Après avoir suivi un cursus agricole classique et ne se reconnaissant pas dans le modèle de production initial, il décide de radicalement changer son fonctionnement ( non sans mal, 2 visions complètement opposées 😅). Défenseur de la biodiversité dans l’âme, il a expérimenté plus d’une centaine de variétés paysannes oubliées ( blé, seigle, maïs, tournesol, etc.) mais également différentes pratiques agronomiques. Dans un même temps, il a converti les cultures en agriculture biologique. 

En sus, nous avons amorcé la création de la basse cour en collaboration avec le conservatoire des races d’Aquitaine et avec les copains de la Ferme Bacotte pour les Porcs Noirs Gascons et les poules Gasconnes. 

Et le plus important à ses yeux, son rêve depuis toujours : être éleveur. Nos belles Gasconnes sont arrivées sur la ferme en juillet 2020 après des années à en parler, on a pris nos économies perso et on a acheté nos 10 premières vaches. Et là énorme coup de coeur. Puis l’achat de quelques Béarnaises dans le but de préserver un maximum de biodiversité.

Quels sont nos futurs projets ?

  • Promouvoir les races locales par le biais de la vente directe ;
  • Revalorisation des cultures par le biais de nos animaux, mais également par les filières courtes : 
    • tournesol paysan et colza avec Oléandes transformé dans une huilerie paysanne située à 8 km de la ferme ;
    • blé ancien, seigle et maïs de pays et sarrasin : création farine paysanne via une coopérative de paysans que nous avons créé avec plusieurs agriculteurs. 

Nous sommes également producteurs de canards gras depuis 3 générations. 

(vente directe, marchés annuels et saisonniers ).

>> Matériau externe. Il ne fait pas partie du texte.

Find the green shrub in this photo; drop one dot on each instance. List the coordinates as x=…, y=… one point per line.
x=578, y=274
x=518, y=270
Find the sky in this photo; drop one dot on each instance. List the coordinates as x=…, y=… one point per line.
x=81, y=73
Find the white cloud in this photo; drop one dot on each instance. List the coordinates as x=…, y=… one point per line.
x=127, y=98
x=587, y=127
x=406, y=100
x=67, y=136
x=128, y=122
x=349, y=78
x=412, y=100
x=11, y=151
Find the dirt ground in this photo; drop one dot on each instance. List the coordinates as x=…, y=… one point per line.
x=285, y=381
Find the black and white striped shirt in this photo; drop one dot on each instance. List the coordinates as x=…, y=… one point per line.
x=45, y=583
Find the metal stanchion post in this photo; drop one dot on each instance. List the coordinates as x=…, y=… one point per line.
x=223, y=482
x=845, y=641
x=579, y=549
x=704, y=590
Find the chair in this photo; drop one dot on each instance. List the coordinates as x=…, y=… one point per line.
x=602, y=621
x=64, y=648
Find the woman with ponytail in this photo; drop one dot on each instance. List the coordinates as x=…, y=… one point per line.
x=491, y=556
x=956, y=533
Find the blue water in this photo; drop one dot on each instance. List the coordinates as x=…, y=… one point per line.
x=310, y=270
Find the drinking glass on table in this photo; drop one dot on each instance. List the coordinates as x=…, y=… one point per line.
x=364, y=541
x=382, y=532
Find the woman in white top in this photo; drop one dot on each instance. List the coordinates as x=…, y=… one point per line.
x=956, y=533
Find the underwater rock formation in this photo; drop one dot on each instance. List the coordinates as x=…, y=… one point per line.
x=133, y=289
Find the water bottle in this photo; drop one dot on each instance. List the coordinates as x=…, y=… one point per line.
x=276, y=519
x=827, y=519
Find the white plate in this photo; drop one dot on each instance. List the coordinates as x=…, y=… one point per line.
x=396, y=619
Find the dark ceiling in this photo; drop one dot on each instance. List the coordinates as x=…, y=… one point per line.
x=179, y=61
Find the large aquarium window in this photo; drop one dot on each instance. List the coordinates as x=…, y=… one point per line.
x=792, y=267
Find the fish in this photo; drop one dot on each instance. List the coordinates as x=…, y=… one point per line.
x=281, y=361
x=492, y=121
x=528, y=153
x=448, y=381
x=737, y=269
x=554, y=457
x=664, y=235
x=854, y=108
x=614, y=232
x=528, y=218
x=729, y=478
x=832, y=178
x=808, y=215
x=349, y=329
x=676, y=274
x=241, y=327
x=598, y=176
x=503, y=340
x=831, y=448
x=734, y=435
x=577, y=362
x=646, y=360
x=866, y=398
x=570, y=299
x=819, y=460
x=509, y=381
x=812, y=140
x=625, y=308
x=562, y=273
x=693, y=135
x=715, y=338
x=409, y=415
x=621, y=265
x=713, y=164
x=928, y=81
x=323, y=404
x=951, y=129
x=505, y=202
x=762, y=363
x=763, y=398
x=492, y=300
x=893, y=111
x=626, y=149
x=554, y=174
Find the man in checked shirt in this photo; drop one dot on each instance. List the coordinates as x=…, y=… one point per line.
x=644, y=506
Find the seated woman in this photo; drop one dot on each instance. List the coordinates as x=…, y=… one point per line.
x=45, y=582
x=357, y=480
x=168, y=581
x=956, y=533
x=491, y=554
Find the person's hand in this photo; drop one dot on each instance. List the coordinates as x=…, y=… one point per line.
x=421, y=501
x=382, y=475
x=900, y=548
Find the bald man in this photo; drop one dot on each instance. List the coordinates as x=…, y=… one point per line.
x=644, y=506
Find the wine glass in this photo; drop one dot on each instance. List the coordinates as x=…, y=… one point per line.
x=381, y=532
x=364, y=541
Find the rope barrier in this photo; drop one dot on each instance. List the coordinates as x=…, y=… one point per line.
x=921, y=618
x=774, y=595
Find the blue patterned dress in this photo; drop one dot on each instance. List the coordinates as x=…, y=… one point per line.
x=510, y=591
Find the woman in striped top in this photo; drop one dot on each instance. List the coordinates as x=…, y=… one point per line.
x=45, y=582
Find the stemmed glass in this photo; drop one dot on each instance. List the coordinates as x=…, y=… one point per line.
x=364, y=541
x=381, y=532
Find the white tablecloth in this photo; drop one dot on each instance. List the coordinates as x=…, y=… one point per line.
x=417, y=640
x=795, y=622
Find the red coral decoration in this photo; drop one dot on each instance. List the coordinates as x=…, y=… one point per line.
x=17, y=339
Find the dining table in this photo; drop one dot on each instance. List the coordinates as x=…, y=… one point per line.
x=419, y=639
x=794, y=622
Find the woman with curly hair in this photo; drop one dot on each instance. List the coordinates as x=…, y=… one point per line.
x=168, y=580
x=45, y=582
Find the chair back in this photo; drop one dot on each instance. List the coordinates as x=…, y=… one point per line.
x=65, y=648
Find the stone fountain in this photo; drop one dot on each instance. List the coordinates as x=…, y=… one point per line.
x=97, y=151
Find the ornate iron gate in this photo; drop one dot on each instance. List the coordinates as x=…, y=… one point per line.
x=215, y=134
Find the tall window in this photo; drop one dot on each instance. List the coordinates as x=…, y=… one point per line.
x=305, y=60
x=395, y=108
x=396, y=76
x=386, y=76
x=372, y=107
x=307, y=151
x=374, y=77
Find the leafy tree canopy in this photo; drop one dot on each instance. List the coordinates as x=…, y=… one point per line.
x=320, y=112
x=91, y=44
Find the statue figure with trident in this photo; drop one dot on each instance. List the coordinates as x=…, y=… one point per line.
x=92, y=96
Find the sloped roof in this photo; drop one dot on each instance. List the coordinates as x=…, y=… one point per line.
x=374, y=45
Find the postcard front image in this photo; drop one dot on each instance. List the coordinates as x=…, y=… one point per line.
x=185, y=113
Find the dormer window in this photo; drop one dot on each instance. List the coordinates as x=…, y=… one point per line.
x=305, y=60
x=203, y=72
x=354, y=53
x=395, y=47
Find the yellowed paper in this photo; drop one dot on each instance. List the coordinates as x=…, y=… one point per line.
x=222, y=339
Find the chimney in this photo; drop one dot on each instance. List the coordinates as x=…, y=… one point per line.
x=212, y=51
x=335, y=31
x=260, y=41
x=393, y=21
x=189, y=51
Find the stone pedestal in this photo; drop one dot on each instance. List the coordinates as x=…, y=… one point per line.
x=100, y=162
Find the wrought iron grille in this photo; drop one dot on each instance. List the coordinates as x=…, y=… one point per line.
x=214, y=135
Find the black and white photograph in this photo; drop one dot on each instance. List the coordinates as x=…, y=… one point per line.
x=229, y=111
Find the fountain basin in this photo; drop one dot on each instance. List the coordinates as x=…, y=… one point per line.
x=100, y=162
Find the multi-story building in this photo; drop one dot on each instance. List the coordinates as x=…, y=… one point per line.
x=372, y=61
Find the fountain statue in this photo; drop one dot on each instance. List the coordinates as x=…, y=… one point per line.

Et enfin un projet est en train de germer dans nos têtes suite à la grippe aviaire qui est récurrente depuis quelques années… Affaire à suivre…”

Le verger conservatoire du Pays de Bray

Le verger du conservatoire du domaine de Merval dans le Pays de Bray regroupe plus de 400 variétés locales de pommes à croquer et à cidre, dont une centaine sont uniques et étaient sur le point de disparaitre. Certaines sont emblématiques de la région (Pays de Bray, Pays de Caux, Eure, Normandie). L’aventure a commencé en 1998 quand Fernand Bazerque découvre 12 variétés de pommes très anciennes dans le verger du domaine, l’analyse d’un pomologue (oui ce métier existe) confirmer la rareté de la découverte. Fernand se lance alors dans la recherche des variétés rares et locales du territoire du Pays de Bray jusqu’à accumuler jusqu’à 400 variétés dans le conservatoire.